As you might be expecting, there have been people in South Africa who have condemned the Occult Related Crimes Unit as inherently unfair, particularly the South African Pagan Rights Alliance who feel the unit’s mandate contradicts policing ethics based on both the law of evidence (cases of the supernatural not being a matter for courts of law) and religious diversity, and feel that their definition of “occult-related crimes” puts pagan practice in the same category as Satanism and black magick. SAPRA also supports a petition calling for the disbanding of the Occult Related Crimes Unit – you can actually sign too if you are interested in changing the fact that somewhere there is a police unit doing what America’s evangelical Christians wish America was doing. But so far, I don’t the hysteria going away yet, and I don’t see the Occult Related Crimes Unit going away yet, probably they’re still doing what they’re doing.

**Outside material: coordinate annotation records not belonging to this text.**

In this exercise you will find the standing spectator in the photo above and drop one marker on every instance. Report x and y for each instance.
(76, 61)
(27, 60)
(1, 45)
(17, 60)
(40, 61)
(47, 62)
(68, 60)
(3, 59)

In my personal opinion, the moral panic being expressed by those who wish to protest metal music coming to South Africa is only a piece of the religious hysteria that clearly still exists in the country and is clearly being legitimized by their government. Seriously, when you have a police unit that actively deals with “occult-related crime” specifically targeting Satanism (or rather perceived Satanism), you are now legitimizing superstition, ignorance, intolerance, and moral panic – all of which could instead be vanquished through education.